Il accapare ainsi l’instrument d’échange. Il l’empêche de remplir la seconde partie de ses fonctions, l’achat. Il devait acheter pour déterminer ainsi une autre vente semblable à la sienne et qui l’eût mis en possession du produit du vendeur. Ce vendeur avait besoin de numéraire aussi pour choisir, à son tour, sur le marché, les objets à sa convenance. L’’accapareur arrête la circulation de la monnaie, la détourne de sa mission bienfesante et la transforme en instrument de rapine. [I force le travailleur, qu’il en a traîtreusement privé, à lui en payer la location.

Grevé de ce prélèvement, le produit du débiteur devient insuffisant à ses besoins. Il ne travaille plus pour lui seul, mais aussi pour la sangsue attachée à ses flancs. Les accapareurs retiennent au passage le numéraire, le dérobent à l’échange, et mettent ainsi en détresse les produits invendus.
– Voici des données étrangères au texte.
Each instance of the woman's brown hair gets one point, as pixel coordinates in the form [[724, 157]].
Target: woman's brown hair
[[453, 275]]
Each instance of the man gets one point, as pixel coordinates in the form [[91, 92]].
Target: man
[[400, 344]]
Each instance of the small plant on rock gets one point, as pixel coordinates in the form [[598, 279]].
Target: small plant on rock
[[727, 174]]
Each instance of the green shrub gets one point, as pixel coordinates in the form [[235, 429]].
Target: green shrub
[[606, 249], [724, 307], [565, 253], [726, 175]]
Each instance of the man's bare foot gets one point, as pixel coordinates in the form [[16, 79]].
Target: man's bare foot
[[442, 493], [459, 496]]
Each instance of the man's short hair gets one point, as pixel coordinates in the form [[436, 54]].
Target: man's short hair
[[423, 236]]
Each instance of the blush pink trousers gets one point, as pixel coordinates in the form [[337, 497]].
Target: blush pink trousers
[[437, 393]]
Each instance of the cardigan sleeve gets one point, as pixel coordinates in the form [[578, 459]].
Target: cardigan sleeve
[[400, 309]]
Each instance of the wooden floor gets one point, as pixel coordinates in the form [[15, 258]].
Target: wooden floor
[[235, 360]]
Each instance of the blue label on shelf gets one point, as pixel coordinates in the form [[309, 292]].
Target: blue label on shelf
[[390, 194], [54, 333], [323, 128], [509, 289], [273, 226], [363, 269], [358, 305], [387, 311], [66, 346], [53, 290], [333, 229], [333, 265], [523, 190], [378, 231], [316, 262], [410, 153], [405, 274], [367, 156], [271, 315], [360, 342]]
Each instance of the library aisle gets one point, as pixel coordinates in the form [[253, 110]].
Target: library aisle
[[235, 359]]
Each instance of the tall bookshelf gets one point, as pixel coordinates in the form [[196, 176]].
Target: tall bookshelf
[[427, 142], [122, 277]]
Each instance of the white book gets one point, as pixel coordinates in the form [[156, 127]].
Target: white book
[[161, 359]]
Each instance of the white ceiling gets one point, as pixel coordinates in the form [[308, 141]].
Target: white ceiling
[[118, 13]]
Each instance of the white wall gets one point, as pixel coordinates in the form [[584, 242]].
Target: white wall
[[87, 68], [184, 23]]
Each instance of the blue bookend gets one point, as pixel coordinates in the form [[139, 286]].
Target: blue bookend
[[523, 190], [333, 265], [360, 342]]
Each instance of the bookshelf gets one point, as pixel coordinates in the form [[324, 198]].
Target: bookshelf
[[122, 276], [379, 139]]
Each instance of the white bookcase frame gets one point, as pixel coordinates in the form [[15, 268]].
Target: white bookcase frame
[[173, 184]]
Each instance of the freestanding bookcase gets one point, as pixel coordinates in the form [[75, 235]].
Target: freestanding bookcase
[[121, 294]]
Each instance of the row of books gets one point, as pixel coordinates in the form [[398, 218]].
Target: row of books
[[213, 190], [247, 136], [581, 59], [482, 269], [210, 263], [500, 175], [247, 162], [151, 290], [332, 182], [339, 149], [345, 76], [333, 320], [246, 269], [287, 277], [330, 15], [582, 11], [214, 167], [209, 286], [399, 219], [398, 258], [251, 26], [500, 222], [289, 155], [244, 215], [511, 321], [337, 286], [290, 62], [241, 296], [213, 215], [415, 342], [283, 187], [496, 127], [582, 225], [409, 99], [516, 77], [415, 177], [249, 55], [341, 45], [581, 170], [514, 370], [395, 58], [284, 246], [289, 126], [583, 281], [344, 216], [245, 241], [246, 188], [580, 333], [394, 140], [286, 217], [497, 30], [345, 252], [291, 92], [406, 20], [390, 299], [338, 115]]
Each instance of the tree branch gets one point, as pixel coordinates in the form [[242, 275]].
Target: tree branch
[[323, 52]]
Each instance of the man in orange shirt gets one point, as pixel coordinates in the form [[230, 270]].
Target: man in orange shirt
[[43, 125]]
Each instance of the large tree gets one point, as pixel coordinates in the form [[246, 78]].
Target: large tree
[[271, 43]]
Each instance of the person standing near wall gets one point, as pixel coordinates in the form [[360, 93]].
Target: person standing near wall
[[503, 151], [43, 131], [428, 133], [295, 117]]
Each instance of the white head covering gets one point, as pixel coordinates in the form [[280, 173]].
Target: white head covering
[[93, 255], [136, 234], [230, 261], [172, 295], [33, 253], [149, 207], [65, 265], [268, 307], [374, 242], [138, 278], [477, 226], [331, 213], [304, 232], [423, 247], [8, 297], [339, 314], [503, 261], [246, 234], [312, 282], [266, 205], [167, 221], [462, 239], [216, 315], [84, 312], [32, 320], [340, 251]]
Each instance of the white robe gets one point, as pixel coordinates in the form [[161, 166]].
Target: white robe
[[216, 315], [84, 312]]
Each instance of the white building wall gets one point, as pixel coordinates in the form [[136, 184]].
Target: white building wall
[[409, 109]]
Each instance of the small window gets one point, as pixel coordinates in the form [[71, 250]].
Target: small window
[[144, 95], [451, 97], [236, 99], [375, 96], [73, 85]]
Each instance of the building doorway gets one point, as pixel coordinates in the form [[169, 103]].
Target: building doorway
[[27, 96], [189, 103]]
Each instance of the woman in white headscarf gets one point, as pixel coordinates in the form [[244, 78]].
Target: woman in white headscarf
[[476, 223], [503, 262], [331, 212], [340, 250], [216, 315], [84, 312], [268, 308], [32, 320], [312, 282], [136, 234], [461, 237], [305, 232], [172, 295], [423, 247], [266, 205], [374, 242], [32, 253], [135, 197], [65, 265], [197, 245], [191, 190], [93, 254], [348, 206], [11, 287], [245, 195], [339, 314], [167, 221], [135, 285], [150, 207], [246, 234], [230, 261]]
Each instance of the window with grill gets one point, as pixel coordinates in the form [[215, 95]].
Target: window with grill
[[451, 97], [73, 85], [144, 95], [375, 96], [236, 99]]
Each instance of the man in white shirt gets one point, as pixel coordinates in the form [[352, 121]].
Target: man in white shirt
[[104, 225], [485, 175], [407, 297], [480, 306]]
Le malheureux détenteur est contraint à payer chèrement la monnaie qui lui est indispensable, et pour vivre et pour continuer son travail.


CE QU’ON VOIT ET CE QU’ON NE VOIT PAS


Bastiat dit : « Si l’État, soutirant 50 millions aux citoyens, les accumule et les dépense sur un point donné, il attire sur ce point une quantité proportionnelle de travail déplacé, un nombre correspondant de travailleurs dépaysés, population flottante, déclassée et j’ose dire dangereuse, quand le fonds est épuisé… »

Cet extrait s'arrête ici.